Ancient observers of the moon believed that the dark regions on its face were oceans, giving rise to the name mare (Latin for "sea"), which is still used today; the brighter regions were likewise held to be continents. Modern observation and exploration of the moon has yielded far more comprehensive and specific knowledge. Since the Renaissance, telescopes have revealed a wealth of lunar detail, and lunar spacecraft have contributed further to this knowledge. Features discernible on the surface of the moon include craters, mountain ranges, plains or maria, faults, domes, rilles, and rays. The largest distinct crater, called Bailly, is 295 km (183 mi) wide and 3960 m (13,000 ft) deep. The largest mare or sea is Mare Imbrium (Sea of Rains), about 1200 km (about 750 mi) wide. The highest mountains, in the Leibnitz and Doerfel ranges near the south pole of the moon, have peaks up to 6100 m (20,000 ft) in height, comparable to the Himalayas on earth. Craters as small as 1.6 km (1 mi) across have been defined in telescopic observations. The origin of lunar craters has been long debated. The latest evidence indicates that nearly all craters were formed by explosive impacts of high-velocity meteorites or small asteroids, mostly during the early part of lunar history, when the solar system still contained many such fragments. Some craters, rilles, and domes, however, display characteristics of indisputable volcanic origin.

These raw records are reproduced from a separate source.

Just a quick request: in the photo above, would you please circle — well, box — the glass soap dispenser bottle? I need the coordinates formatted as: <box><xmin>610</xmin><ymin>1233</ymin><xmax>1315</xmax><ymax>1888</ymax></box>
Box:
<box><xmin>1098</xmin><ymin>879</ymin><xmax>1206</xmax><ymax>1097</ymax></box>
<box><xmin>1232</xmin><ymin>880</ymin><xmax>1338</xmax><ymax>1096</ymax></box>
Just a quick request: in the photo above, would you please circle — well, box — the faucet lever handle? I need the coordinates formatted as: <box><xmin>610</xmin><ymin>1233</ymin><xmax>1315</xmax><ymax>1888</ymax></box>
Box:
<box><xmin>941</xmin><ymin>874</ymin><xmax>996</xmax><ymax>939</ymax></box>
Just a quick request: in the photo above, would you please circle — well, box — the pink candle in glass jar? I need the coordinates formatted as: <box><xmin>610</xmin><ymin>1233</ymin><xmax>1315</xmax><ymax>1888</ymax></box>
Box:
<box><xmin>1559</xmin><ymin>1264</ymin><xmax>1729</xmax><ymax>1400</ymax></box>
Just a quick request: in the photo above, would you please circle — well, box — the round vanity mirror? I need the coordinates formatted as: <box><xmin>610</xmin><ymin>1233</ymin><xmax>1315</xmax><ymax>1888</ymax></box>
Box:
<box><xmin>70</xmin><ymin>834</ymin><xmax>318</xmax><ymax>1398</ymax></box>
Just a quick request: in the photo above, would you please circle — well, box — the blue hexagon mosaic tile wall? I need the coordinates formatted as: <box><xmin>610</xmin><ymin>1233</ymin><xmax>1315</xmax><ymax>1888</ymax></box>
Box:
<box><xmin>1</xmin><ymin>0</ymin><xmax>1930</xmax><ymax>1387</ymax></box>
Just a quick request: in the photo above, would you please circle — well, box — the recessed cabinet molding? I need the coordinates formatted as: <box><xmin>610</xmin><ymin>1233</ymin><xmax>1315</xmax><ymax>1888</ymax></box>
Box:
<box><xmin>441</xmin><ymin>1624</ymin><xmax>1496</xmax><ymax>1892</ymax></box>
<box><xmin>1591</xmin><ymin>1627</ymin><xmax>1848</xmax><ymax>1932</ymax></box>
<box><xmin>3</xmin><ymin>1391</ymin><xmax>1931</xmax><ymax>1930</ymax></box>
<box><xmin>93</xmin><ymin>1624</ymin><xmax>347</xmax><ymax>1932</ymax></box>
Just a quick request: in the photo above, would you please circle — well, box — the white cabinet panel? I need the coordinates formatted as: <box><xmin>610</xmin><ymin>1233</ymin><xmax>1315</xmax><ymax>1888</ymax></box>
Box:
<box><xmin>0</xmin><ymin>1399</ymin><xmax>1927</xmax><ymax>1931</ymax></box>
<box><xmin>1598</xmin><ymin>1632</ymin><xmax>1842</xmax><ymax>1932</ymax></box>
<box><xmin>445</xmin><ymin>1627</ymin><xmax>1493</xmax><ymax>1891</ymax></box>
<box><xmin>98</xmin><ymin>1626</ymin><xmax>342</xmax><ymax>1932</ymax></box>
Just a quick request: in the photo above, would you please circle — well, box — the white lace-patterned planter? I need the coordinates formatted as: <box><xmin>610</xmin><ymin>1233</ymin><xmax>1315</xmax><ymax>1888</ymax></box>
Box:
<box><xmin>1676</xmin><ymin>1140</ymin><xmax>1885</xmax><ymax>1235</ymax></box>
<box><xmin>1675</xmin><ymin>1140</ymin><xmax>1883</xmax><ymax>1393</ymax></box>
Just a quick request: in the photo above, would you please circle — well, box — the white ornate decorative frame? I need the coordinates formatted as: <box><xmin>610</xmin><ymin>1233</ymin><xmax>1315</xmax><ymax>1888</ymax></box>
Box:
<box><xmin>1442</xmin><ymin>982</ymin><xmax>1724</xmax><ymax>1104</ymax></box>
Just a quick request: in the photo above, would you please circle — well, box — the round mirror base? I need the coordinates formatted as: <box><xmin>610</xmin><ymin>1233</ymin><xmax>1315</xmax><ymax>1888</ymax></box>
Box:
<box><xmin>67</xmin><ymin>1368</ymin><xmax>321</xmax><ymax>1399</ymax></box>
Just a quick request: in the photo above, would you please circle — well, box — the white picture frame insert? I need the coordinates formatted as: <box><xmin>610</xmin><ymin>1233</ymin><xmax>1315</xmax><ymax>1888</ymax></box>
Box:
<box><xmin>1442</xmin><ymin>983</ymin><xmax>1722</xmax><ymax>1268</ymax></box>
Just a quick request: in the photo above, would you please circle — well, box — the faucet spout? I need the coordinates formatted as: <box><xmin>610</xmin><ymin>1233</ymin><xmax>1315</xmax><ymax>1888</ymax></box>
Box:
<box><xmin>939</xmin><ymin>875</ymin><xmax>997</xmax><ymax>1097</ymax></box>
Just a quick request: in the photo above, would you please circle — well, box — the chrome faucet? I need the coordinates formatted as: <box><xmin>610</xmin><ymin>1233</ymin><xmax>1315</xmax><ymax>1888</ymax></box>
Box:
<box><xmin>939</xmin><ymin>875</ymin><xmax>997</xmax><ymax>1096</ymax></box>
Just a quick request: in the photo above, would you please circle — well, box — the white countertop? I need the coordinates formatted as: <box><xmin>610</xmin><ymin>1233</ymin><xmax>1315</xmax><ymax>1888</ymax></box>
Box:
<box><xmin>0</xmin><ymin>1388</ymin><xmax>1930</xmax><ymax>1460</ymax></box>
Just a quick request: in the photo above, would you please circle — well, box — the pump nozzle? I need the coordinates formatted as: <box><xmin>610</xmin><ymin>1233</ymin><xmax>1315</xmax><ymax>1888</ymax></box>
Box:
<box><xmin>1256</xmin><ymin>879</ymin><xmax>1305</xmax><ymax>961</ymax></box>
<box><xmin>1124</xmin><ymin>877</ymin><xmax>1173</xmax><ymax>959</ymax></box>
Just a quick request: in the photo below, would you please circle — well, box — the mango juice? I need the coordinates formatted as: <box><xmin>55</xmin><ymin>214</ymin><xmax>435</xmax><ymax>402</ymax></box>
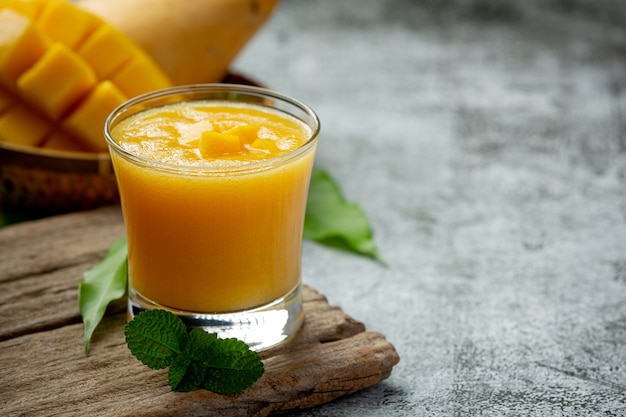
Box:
<box><xmin>107</xmin><ymin>89</ymin><xmax>318</xmax><ymax>314</ymax></box>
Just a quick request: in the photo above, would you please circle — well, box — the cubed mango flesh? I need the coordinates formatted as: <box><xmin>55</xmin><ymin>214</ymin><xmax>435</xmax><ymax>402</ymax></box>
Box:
<box><xmin>17</xmin><ymin>42</ymin><xmax>97</xmax><ymax>120</ymax></box>
<box><xmin>36</xmin><ymin>0</ymin><xmax>101</xmax><ymax>49</ymax></box>
<box><xmin>0</xmin><ymin>103</ymin><xmax>50</xmax><ymax>146</ymax></box>
<box><xmin>62</xmin><ymin>80</ymin><xmax>127</xmax><ymax>152</ymax></box>
<box><xmin>77</xmin><ymin>24</ymin><xmax>136</xmax><ymax>80</ymax></box>
<box><xmin>200</xmin><ymin>131</ymin><xmax>242</xmax><ymax>157</ymax></box>
<box><xmin>225</xmin><ymin>124</ymin><xmax>260</xmax><ymax>145</ymax></box>
<box><xmin>109</xmin><ymin>53</ymin><xmax>171</xmax><ymax>98</ymax></box>
<box><xmin>250</xmin><ymin>138</ymin><xmax>279</xmax><ymax>154</ymax></box>
<box><xmin>0</xmin><ymin>8</ymin><xmax>49</xmax><ymax>89</ymax></box>
<box><xmin>0</xmin><ymin>0</ymin><xmax>172</xmax><ymax>153</ymax></box>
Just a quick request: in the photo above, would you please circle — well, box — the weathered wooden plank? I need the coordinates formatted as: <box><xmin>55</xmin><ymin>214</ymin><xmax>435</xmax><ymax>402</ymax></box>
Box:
<box><xmin>0</xmin><ymin>206</ymin><xmax>125</xmax><ymax>341</ymax></box>
<box><xmin>0</xmin><ymin>286</ymin><xmax>399</xmax><ymax>416</ymax></box>
<box><xmin>0</xmin><ymin>206</ymin><xmax>124</xmax><ymax>282</ymax></box>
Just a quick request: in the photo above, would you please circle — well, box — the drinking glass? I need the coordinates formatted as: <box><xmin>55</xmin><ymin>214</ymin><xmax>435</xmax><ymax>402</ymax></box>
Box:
<box><xmin>105</xmin><ymin>84</ymin><xmax>320</xmax><ymax>350</ymax></box>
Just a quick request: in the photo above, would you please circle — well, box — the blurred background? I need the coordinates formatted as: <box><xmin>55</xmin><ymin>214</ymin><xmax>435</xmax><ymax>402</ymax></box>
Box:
<box><xmin>233</xmin><ymin>1</ymin><xmax>626</xmax><ymax>415</ymax></box>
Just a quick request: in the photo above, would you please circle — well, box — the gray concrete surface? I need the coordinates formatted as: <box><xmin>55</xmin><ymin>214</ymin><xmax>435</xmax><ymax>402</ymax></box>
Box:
<box><xmin>234</xmin><ymin>1</ymin><xmax>626</xmax><ymax>415</ymax></box>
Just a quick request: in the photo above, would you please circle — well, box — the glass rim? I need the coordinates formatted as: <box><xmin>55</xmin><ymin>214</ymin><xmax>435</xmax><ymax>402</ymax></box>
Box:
<box><xmin>104</xmin><ymin>83</ymin><xmax>320</xmax><ymax>175</ymax></box>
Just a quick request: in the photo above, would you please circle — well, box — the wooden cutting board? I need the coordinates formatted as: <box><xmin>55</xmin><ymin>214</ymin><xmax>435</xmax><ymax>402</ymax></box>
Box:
<box><xmin>0</xmin><ymin>206</ymin><xmax>399</xmax><ymax>416</ymax></box>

In 1996 a team working with data gathered by the United States Department of Defense Clementine spacecraft announced that frozen water may exist in a large basin near the moon’s south pole. Clementine’s radar showed what may be an 8000 sq km (3000 sq mi) area covered with a mixture of dirt and ice crystals. Clementine was launched in 1994 and gathered data for four months. Other studies of the moon’s poles could not confirm Clementine’s findings, but the U.S. National Aeronautics and Space Administration (NASA) launched the Lunar Prospector spacecraft toward the moon in 1998. Prospector returned data showing that a significant amount of water exists on the moon in the form of ice crystals mixed with the soil at the lunar poles. Estimates of the amount of water on the moon vary widely, from 10 million metric tons to 1.2 billion metric tons.